When he felt better, he arose and opened his knife, swearing that he would slit that critter's throat from ear to ear; but Steve, junior, plead so hard for the life of his pet that Big Steve relented, and Mr. Billy Buck was saved for further mischief.
That afternoon two of us rode out and roped him, "spreading" him between us as we dragged him home. He fought every step of the way. My companion, a hot-headed Montana boy, was for killing him a half-dozen times. However, feeling that the deer had vindicated me, I had a pride in him, and kept him from a timely end. We turned him loose in a corral with a blooded bull-calf, some milch cows, work-steers, and other tame animals. "And I bet you he has 'em all chewing the rag inside of twenty-four hours," said my companion.
That night Steve made ample amend for his former mirth. Indeed, he praised my fleetness and promptness of action so highly that I was seized by an access of modesty as unexpected as it was disorganising.

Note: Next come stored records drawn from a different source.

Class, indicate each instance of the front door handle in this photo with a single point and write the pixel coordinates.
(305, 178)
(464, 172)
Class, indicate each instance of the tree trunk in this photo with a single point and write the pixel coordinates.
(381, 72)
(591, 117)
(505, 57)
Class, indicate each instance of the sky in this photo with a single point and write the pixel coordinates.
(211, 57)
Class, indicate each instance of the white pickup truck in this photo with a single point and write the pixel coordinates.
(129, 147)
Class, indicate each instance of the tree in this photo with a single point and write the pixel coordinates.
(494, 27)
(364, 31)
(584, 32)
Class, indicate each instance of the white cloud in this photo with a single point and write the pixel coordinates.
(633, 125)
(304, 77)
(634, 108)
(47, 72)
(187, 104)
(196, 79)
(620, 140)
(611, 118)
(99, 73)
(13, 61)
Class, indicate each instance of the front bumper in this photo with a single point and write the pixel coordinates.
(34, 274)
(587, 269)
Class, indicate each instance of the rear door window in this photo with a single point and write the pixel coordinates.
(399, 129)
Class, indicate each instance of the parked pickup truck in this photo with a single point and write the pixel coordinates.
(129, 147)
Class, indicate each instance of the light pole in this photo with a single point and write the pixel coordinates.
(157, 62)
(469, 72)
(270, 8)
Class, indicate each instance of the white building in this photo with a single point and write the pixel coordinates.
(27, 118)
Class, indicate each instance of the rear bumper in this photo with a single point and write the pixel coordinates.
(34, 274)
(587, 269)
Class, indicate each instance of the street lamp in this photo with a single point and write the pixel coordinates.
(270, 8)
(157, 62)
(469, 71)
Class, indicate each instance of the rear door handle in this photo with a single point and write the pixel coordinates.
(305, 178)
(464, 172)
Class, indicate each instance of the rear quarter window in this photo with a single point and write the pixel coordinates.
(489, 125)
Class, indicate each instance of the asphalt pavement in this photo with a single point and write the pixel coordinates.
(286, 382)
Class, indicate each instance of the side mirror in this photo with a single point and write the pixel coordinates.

The next day Steve stood on the roof of the shed at the end of Billy Buck's corral. Suddenly he straightened up and waved his hat. "Deer and bull fight!" he called. "Come a-running everybody!" We dropped our labours and sprinted for the corral, there to sit upon the shed and watch the combat. Steve didn't know what began the trouble, but when I got there the young bull was facing the deer, his head down, blowing the dust in twin clouds before him, hooking the dirt over his back in regular righting bull fashion, and anon saying, "Bh-ur-ur-ooor!" in an adolescent basso-profundo, most ridiculously broken by streaks of soprano. When these shrill notes occurred the little bull rolled his eyes around, as much as to say "Who did that?" and we, swinging our legs on the shed roof, laughed gleefully and encouraged him to sail in.
His opponent watched this performance with a carriage of the head which, for superciliousness, I never have seen equaled in man, woman, or beast. His war-cry was a tinny bleat: the cry of a soul bursting with sardonic merriment. It was like the Falstaffian laughter of the duck, without its ring of honesty.
The bull, having gone through the preliminaries of his code, cocked his tail straight in the air and charged. The buck waited until he was within three feet; then he shot sideways, and shot back again, his antlers beating with a drum-stick sound on the bull's ribs. "Baw-aw!" said the bull. Probably that hurt. Again bull faced buck. This time the bovine eye wore a look of troubled wonderment, while one could mark an evil grin beneath the twitching nose of his antagonist; and his bleat had changed to a tone which recalled the pointing finger and unwritable "H'nh-ha!" that greets misfortune in childhood. "I told you so!" it said. The bull, however, is an animal not easily discouraged. Once more he lowered his foolish head and braved forth like a locomotive.